Stepan Simonian (piano); Staatsorch­ester Rheinische Philharmon­ie/daniel Raiskin

CPO 777 918-2 54:57 mins Khachaturi­an’s Piano Concerto of 1936 combines broad melodies inspired by the folk music of the composer’s native Armenia with teeming virtuoso piano writing, which sometimes slips engagingly into jazzy syncopated patterns.
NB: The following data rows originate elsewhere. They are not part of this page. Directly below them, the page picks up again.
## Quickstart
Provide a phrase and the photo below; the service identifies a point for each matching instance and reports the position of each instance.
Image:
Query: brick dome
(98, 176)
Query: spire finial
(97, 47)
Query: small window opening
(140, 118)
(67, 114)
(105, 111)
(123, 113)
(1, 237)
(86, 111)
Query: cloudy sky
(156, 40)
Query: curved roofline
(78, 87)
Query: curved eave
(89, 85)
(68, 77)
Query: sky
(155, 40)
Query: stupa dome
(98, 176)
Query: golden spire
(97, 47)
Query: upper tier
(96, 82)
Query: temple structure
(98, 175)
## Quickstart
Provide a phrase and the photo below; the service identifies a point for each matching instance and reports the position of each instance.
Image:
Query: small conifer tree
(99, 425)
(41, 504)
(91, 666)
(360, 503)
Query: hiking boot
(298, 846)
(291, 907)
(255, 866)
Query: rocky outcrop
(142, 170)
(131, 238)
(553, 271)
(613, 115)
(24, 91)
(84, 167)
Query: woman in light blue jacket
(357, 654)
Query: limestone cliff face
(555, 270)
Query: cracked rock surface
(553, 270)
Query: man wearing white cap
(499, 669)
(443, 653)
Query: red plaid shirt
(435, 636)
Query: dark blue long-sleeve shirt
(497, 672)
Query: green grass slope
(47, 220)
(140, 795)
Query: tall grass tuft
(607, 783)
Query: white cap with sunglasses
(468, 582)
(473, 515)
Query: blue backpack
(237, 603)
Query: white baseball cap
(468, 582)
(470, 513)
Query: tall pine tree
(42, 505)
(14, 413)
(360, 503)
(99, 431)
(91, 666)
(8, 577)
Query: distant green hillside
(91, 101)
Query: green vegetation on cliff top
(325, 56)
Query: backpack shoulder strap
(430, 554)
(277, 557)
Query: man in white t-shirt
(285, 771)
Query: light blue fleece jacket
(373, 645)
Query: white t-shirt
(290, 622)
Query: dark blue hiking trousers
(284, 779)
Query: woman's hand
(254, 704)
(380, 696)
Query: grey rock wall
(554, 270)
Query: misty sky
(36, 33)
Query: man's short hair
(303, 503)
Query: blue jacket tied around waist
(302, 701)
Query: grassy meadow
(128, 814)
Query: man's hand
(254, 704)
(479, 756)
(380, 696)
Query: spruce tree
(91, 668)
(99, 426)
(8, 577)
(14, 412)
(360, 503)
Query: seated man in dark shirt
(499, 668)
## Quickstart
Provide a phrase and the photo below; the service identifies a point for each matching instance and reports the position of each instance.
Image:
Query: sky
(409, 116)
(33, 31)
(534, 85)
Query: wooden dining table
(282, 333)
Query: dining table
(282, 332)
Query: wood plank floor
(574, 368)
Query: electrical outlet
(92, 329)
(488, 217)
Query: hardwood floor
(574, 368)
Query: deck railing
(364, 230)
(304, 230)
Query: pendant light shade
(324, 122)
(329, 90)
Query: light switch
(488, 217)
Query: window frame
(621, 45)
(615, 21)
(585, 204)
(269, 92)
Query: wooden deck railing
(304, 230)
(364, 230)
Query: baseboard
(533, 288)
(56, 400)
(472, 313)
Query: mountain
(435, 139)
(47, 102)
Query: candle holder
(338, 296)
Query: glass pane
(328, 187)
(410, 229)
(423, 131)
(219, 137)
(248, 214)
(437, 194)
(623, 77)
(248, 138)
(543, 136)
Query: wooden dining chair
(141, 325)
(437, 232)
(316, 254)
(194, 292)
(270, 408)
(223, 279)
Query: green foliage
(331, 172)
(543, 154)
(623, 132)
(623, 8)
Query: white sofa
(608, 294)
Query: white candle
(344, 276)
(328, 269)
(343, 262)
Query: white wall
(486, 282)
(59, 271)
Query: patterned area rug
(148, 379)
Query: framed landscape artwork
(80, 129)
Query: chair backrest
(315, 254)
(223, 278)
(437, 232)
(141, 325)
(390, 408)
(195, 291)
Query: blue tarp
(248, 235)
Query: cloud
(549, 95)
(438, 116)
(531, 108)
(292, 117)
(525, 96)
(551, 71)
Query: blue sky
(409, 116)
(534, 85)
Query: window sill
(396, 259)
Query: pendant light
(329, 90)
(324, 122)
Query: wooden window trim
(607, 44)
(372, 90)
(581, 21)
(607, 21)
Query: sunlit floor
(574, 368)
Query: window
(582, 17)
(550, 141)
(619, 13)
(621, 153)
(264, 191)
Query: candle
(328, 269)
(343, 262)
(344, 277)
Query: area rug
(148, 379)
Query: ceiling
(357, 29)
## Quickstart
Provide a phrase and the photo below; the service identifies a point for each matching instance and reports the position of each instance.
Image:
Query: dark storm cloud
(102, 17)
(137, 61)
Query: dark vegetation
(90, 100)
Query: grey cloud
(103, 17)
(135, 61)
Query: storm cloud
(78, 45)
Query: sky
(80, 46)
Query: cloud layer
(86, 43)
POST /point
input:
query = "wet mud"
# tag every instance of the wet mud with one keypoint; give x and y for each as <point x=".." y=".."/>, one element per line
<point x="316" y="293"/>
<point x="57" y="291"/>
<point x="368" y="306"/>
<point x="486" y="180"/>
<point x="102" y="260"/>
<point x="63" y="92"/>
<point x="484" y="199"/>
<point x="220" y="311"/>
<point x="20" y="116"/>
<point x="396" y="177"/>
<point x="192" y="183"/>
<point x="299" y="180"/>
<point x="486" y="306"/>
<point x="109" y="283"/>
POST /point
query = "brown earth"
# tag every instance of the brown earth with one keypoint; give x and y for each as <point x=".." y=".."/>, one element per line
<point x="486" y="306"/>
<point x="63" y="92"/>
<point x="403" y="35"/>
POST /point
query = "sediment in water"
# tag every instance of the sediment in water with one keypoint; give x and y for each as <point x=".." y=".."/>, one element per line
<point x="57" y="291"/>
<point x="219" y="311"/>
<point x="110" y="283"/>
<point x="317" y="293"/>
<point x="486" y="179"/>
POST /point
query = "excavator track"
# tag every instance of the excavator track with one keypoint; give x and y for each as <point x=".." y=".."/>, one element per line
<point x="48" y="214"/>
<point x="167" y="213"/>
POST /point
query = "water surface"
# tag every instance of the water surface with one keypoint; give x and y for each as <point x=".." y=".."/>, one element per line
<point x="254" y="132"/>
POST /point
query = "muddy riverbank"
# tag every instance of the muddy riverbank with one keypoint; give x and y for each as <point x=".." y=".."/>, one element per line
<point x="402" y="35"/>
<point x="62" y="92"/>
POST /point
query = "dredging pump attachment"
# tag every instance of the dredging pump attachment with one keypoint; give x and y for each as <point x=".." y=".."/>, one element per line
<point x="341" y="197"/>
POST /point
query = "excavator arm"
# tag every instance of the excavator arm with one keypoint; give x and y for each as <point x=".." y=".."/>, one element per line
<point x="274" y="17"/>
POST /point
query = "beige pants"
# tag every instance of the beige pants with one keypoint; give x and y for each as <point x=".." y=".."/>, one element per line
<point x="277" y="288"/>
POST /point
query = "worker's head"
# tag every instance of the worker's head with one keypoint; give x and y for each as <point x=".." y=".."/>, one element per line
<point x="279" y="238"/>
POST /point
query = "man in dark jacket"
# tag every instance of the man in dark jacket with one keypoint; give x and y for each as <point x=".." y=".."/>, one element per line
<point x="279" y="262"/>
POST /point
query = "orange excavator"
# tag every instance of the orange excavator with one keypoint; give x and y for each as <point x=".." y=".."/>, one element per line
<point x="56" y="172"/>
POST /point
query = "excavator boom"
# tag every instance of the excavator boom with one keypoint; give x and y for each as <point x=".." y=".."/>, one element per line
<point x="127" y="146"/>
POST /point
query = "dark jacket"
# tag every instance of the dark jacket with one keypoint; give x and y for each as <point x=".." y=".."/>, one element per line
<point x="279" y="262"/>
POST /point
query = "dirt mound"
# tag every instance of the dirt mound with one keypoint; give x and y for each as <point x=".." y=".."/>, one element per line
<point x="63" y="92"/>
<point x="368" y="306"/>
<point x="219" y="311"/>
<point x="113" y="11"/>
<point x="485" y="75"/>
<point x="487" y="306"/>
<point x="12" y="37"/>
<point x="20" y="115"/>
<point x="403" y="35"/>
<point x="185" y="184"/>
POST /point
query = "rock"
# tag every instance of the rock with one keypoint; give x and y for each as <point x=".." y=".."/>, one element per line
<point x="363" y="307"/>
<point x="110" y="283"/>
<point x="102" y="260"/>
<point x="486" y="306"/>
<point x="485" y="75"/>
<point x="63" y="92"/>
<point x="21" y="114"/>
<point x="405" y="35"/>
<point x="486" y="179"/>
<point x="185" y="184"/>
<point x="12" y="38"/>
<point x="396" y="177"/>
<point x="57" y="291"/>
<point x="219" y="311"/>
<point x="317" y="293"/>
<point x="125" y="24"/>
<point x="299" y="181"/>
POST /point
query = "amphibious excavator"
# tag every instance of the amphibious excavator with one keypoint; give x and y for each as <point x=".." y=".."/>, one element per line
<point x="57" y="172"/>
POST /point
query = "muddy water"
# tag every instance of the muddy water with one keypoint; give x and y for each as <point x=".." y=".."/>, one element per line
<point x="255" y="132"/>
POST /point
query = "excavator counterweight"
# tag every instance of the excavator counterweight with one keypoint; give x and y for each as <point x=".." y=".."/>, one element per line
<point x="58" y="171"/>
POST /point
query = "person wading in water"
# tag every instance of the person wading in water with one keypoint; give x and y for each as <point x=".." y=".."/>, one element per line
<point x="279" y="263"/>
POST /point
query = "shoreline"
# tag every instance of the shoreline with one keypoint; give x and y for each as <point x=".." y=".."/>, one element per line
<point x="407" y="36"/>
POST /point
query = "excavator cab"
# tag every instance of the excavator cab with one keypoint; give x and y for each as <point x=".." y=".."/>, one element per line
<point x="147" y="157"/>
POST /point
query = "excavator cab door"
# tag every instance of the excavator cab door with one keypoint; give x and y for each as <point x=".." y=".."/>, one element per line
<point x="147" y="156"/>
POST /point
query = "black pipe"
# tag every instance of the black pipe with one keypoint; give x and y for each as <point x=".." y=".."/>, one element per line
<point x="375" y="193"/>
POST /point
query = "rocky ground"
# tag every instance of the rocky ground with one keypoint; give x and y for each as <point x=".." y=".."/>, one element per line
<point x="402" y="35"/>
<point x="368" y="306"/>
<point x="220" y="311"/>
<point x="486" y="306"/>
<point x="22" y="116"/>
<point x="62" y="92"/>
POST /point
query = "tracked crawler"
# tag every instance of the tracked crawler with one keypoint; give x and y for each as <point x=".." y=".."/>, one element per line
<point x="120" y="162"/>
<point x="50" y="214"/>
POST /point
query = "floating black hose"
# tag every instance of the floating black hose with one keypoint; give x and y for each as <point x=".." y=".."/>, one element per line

Stepan Simonian plays the solo part with assured technique, but the cadenzas in particular occasional­ly take on a hesitant start-stop character. (Xiayin Wang on Chandos offers greater fluency, as well as an attractive crystallin­e clarity.) The recording keeps a good balance between the soloist and the supportive orchestra, but fails to bring out the most striking innovation in Khachaturi­an’s scoring, the doubling and blurring of a violin melody in the slow movement by a flexatone.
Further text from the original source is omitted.